Preview: Manny Palomo and his Dad Build a Boat

April 30, 2015

Avatar Maynard Bray

When Manny Palomo sent me photos last week of the boat he and his dad are just finishing, the boat and the photos looked so good that I felt compelled to share them with OCH members. Here’s how Manny explains it:

“When a father and son can design and build a boat together, it’s a once-in-a-lifetime opportunity. We combined our skills: he’s a mechanical engineer, loves sailing, and it a bit of a poet; I’m a professional wooden boat builder.

“We wanted an early, easily-driven powerboat hull shape that we could rig for occasional sailing. Our design incorporates some aspects of S.S. Crocker’s work, some aspects of the traditional Muscongus Bay sloop, with some Noank lobsterboat thrown in. We opted for an outside deadwood instead of built-down construction, but tired the sternpost into deck for strength.
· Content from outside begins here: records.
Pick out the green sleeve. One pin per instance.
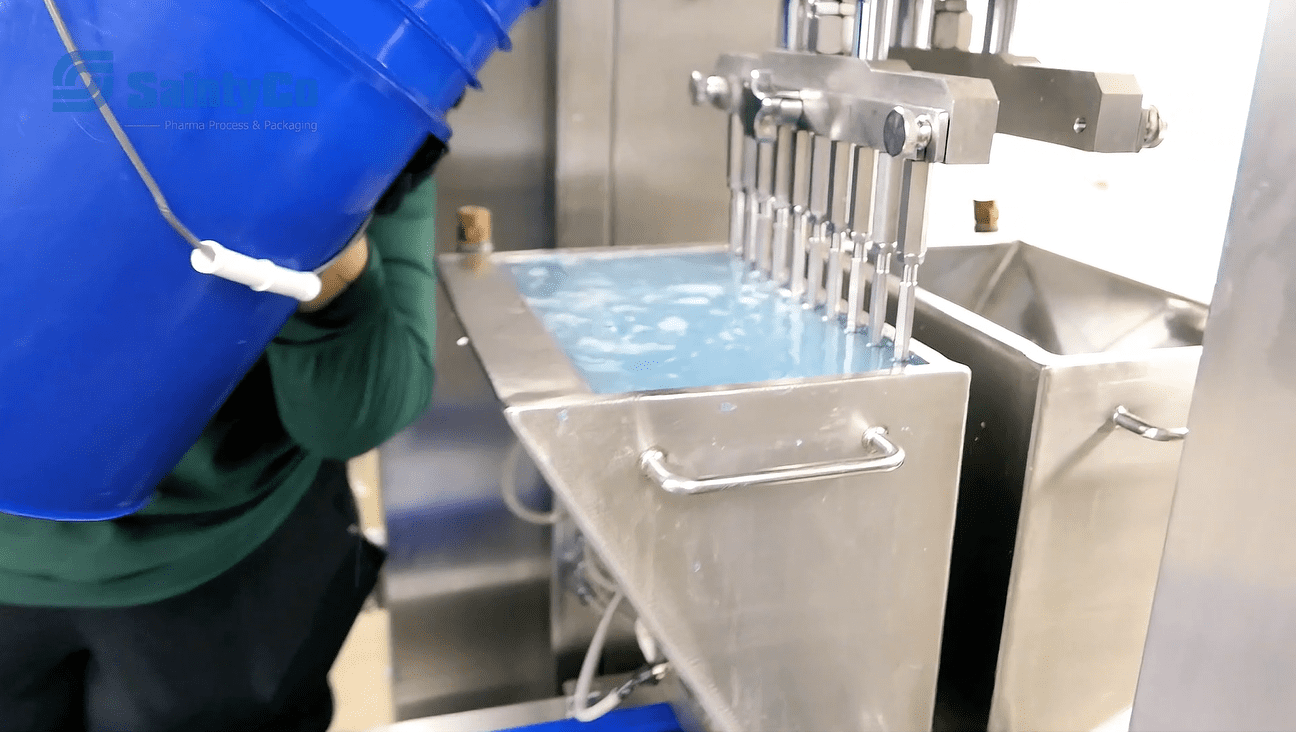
(354, 373)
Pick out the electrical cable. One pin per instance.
(607, 704)
(508, 487)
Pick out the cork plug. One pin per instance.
(986, 215)
(474, 229)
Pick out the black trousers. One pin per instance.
(250, 649)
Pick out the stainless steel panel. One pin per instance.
(468, 583)
(573, 617)
(1220, 645)
(1062, 514)
(587, 51)
(811, 605)
(668, 157)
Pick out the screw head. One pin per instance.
(905, 134)
(1154, 127)
(708, 90)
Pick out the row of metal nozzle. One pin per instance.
(819, 217)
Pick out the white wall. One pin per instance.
(1159, 215)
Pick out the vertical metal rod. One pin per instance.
(802, 219)
(783, 198)
(914, 21)
(881, 22)
(821, 198)
(999, 18)
(883, 240)
(858, 214)
(859, 45)
(793, 20)
(840, 206)
(913, 246)
(751, 169)
(738, 197)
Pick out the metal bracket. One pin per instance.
(1124, 419)
(1086, 110)
(849, 100)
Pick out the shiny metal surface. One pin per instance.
(999, 18)
(848, 99)
(468, 583)
(888, 456)
(586, 44)
(1062, 516)
(666, 157)
(1220, 645)
(1086, 110)
(1128, 420)
(814, 605)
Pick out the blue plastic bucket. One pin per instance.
(271, 126)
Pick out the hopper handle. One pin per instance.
(888, 456)
(1125, 419)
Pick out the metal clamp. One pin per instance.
(891, 456)
(1124, 419)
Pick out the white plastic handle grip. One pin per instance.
(261, 275)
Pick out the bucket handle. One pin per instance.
(208, 257)
(888, 457)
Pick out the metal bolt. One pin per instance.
(1154, 127)
(708, 90)
(774, 113)
(905, 134)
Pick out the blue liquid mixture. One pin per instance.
(642, 323)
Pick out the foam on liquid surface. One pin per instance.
(648, 321)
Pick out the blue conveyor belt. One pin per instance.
(656, 718)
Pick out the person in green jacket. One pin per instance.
(223, 604)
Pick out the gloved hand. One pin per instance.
(345, 270)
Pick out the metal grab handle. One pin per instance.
(892, 456)
(1122, 417)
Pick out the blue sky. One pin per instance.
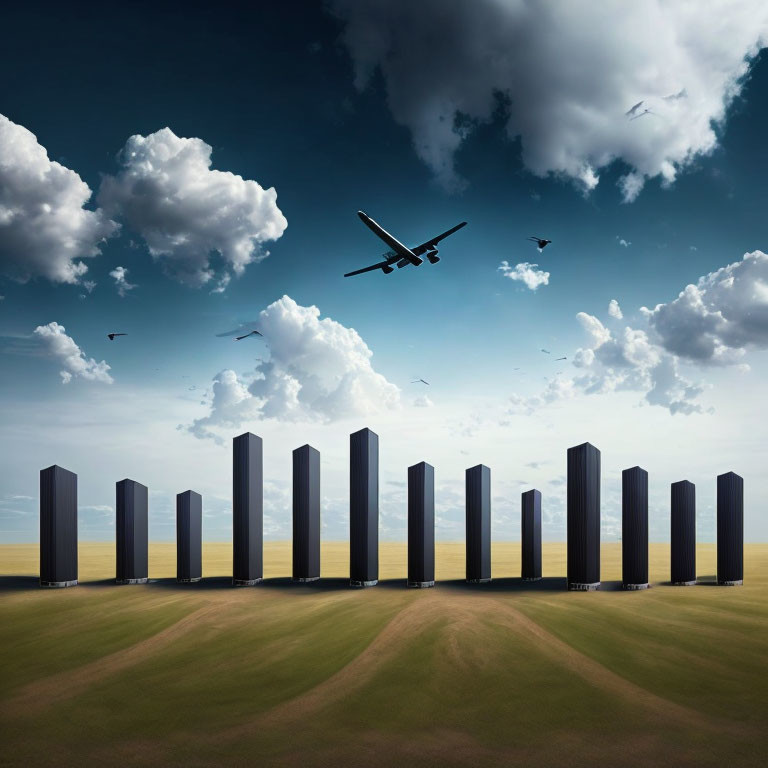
(341, 107)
“We’ve been deeply satisfied with result so far. What began in August, 2013 as a few scratched-out pencil lines has since become a boat nearly ready for the water.”

The boat, to be named ABI, is 22′ LOA with a 7’10” beam. She’ll draw 3′ feet and is powered by a single-cylinder 10-hp Sabb diesel engine with a fully-feathering propeller. Manny steamed her to Mystic Seaport for the 2015 WoodenBoat Show there, and soon afterwards had her rigged and sailing. For more about this neat little cruiser, check out WoodenBoat issue 247 where you’ll see photos of her under sail. 

Manny’s workshop is in a building originally constructed as a textile mill, back when weaving fueled New Bedford’s livelihood and once held 5,000 looms. It’s been reconfigured and is now known as the North Light Studio, home to several cottage industries. Check it out at <>

When he’s not building boats, Manny builds wooden surfboards. Before this, he worked at Beetle Inc. building and restoring a variety of wooden boats. His craftsmanship speaks for itself, but if you want to view more images, here’s the URL:  <>

Many pieces of oak make up the boat’s backbone, and here are laid out on top of the lofting platform. The longest piece is the keel timber, and at its forward end (in the distance) rises the stem and its connecting knee. Aft, nearest the camera, the sternpost stands, straddled by the cheeks of the horn timber and the short pieces of dedwood that will form the boat’s skeg.